IOG will aim to expand state government coverage by eventually hiring 100 reporters, two in each state, devoted to reporting the multi-year effects of government decisions. (The first eight pilot states will be announced in the coming weeks.) Taking on this project means working from Washington, conceptualizing the digital platforms, creating new story forms, helping stations hire and train reporters, etc.

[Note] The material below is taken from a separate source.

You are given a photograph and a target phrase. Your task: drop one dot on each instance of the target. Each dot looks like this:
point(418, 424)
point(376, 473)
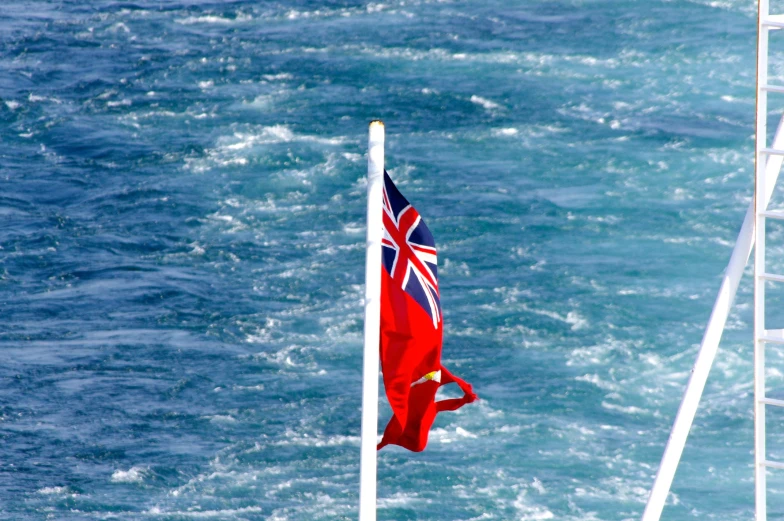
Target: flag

After getting the offer, I spent days talking myself out of and then back into and back out of the opportunity. I would have never been able to stretch and grow across platforms without the vision of John Thornton, the friendship of Ross Ramsey and the trust of Evan Smith, who’s basically the George Clooney character in the “Ocean’s 11” of journalists who came together. I feel a deep, deep attachment to what we’re building here. After all, this is born of our actual sweat and tears. (Many, many tears, in my case. Ask my multimedia partners-in-crime Todd or Justin.)

I wasn’t (and am still not fully) ready to leave our baby, or my real-life friends that helped build it, or the city that quickly became my home. I prefer Austin’s four seasons – mildly hot, medium hot, sauna hot and surface-of-sun hot – over actual seasons. But I decided to take this leap into another public media unknown because I’m sold on what a special opportunity this is to grow and learn, and on NPR’s commitment to being on the cutting edge of web journalism, which is of highest importance to me.*

So off I go. I’m counting on you to bring me a case of Shiner, and if you’re a really good friend, some Tito’s, when you visit. Both are nearly impossible to find inside the Beltway.

*That’s the official line, anyway. I was really most swayed when my soon-to-be boss said that if I went to DC, Nina Totenberg and I “could be BFFs”.